Guillaume II de Lamoignon, seigneur de Blancmesnil et de Malesherbes (Paris, 6 March 1683 — 12 July 1772) was a French magistrate.

==Biography==
The second son of the président Chrétien François de Lamoignon, he was named general avocat for the Parlement of Paris on 2 July 1707 and then became président à mortier to the same parlement on 20 December 1723. He was the Premier Président to the Cour des aides from 9 May 1746 to 1749.

He was an excellent lawyer and loved literature and history. He had impeccable morals (which was rather infrequent in the Parlements of Paris), and rejected Jansenism.

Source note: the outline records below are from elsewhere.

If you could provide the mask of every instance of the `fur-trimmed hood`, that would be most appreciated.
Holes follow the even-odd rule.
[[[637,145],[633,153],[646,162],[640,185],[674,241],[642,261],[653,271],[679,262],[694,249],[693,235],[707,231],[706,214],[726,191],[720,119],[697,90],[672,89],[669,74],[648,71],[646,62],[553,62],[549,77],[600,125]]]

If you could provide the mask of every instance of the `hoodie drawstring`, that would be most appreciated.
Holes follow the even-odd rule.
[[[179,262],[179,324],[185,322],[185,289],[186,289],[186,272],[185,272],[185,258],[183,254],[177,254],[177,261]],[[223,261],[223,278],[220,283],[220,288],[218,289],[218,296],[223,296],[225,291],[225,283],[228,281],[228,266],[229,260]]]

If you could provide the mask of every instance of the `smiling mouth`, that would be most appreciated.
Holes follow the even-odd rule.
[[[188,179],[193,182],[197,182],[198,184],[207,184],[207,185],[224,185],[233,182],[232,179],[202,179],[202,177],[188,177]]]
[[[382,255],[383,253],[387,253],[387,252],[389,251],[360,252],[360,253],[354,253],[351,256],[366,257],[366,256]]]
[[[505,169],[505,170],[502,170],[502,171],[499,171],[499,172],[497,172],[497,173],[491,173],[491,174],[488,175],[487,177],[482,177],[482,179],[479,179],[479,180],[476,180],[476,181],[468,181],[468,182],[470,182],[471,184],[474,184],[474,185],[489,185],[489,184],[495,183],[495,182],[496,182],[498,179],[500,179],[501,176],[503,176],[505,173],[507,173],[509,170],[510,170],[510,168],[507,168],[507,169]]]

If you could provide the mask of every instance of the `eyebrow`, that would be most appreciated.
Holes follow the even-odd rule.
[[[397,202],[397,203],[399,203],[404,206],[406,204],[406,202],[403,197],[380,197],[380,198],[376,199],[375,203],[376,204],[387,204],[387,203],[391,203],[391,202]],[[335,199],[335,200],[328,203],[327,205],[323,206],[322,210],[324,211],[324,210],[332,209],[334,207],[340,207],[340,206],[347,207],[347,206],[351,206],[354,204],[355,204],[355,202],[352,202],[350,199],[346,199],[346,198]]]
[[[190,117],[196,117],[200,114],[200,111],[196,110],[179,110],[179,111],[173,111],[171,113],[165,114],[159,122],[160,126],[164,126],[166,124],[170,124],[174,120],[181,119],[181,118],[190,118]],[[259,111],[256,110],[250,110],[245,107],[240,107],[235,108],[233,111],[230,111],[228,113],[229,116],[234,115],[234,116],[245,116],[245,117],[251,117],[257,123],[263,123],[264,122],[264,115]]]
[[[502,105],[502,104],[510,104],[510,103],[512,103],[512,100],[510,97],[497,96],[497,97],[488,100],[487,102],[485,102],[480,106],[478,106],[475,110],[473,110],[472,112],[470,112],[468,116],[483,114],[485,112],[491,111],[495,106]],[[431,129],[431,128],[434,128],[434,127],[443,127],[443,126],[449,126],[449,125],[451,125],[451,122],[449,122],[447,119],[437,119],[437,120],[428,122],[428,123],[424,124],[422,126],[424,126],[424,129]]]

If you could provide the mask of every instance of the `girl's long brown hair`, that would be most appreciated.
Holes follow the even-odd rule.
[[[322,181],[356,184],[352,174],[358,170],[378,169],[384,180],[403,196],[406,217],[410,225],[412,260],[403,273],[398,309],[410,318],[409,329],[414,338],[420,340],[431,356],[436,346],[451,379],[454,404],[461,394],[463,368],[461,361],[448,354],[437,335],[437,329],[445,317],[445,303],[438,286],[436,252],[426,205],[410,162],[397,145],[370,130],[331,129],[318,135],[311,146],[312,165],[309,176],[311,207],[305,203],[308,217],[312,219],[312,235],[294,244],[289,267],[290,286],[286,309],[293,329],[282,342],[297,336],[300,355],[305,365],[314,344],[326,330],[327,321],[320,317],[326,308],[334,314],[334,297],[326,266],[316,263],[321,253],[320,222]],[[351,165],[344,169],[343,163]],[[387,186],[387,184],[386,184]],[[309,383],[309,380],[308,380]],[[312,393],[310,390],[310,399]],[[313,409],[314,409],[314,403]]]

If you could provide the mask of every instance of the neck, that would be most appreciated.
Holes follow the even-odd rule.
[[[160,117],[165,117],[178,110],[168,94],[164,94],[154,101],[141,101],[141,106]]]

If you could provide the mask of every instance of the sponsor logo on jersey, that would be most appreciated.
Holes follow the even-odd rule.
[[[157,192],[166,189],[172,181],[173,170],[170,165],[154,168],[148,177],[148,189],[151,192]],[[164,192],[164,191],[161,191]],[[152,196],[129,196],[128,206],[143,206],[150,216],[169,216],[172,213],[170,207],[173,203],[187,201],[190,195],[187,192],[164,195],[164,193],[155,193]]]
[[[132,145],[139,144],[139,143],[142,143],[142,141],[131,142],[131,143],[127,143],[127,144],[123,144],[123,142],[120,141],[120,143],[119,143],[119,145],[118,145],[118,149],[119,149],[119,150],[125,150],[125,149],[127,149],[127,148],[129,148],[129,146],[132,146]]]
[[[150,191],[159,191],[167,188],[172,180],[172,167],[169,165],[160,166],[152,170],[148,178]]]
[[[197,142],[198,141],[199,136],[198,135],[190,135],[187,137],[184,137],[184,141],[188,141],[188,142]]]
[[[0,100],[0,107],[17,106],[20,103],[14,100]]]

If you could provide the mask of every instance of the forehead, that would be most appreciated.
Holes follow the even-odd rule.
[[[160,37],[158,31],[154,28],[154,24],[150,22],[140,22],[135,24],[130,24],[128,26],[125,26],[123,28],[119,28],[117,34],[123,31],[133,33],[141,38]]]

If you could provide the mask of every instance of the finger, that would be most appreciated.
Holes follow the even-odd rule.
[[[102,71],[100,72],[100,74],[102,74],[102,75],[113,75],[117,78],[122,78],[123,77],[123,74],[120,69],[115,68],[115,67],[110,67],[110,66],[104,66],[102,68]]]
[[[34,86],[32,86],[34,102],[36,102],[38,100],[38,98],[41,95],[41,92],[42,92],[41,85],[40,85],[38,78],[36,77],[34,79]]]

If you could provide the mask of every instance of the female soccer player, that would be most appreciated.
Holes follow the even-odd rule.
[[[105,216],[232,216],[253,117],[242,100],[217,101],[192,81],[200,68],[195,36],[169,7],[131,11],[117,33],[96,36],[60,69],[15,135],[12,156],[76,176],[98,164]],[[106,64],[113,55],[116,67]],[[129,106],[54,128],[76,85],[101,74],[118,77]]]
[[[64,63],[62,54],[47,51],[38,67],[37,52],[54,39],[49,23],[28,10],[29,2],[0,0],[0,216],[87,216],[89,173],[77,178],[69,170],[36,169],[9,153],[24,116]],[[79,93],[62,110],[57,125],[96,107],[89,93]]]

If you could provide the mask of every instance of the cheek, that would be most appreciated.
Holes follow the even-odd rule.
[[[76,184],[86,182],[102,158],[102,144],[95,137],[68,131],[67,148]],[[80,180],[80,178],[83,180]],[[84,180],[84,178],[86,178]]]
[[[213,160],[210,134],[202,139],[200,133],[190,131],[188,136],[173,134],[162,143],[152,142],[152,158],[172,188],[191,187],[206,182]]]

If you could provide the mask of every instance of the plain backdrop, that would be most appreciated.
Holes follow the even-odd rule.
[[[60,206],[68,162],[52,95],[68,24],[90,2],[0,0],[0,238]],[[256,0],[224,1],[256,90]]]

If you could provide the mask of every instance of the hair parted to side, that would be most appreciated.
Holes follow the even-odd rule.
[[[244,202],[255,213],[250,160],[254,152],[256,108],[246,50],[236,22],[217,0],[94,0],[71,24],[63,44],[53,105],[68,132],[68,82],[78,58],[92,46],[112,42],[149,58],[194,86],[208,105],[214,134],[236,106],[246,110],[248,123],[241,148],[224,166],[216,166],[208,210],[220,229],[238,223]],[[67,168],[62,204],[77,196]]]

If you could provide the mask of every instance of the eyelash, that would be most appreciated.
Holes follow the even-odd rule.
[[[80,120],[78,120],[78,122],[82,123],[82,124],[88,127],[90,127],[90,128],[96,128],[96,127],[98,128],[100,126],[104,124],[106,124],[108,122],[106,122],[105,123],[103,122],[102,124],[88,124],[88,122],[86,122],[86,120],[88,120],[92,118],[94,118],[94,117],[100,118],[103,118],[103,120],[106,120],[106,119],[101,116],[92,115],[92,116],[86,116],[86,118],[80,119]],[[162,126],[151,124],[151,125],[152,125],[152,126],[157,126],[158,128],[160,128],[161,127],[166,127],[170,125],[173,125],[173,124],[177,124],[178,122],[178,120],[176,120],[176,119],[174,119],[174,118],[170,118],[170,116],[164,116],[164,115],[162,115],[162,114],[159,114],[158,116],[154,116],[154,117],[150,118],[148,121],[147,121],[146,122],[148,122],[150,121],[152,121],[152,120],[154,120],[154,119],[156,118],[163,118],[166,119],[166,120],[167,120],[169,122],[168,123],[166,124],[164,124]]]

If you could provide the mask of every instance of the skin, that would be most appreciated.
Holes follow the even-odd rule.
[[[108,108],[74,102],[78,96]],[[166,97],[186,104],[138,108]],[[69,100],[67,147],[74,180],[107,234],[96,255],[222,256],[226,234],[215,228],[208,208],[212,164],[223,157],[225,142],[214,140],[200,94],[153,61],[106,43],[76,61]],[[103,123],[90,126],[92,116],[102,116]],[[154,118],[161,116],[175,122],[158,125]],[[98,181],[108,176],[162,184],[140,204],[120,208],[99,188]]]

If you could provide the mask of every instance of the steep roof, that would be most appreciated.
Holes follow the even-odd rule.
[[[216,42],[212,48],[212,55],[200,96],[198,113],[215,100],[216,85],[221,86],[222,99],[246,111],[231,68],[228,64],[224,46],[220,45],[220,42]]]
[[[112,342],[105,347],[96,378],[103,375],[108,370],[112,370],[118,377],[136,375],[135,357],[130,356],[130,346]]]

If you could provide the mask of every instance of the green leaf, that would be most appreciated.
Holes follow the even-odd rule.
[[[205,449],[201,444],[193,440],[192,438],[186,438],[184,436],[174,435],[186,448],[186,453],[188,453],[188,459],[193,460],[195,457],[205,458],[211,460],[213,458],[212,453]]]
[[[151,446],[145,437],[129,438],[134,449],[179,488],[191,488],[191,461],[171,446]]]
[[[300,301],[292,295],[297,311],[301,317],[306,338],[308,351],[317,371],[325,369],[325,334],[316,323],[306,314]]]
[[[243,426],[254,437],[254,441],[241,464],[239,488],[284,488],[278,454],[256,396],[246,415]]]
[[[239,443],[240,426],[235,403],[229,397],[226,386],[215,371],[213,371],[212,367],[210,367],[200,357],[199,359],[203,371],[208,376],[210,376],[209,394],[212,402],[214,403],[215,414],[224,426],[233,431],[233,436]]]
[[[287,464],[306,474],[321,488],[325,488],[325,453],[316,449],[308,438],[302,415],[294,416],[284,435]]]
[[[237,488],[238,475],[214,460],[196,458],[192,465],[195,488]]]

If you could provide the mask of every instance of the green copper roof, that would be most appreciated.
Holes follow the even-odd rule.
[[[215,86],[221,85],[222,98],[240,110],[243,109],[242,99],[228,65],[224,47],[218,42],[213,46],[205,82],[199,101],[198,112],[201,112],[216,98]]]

He was named Chancellor of France (without the seal which was trusted earlier to Jean-Baptiste de Machault d'Arnouville) on 9 December 1750, replacing Henri François d'Aguesseau, who had quit. The parlementary revolt was thus his paroxysm, and Lamoignon, far from losing authority, as is usually said, with difficulty supported these coups of the noblesse de robe.

As the King had finished tolerating the weak will of his chancellor, he demanded Lamoignon's resignation. When Lamoignon refused, he was exiled to his château on 3 October 1763.

He was the father of Guillaume-Chrétien de Lamoignon de Malesherbes (1721–1794).

==Residences==
- Paris:
  - Until 1750, Hôtel d'Angoulême Lamoignon, 24 Rue Pavée. (Today it is the historical library of Paris.)
  - 1750-1768, Hôtel de la Chancellerie, 13 Place Vendôme. (Today it is the Ministry of Justice.)
- Château de Malesherbes in Malesherbes (the present département of Loiret), bought in 1718 from Alexandre d'Illiers d'Entragues.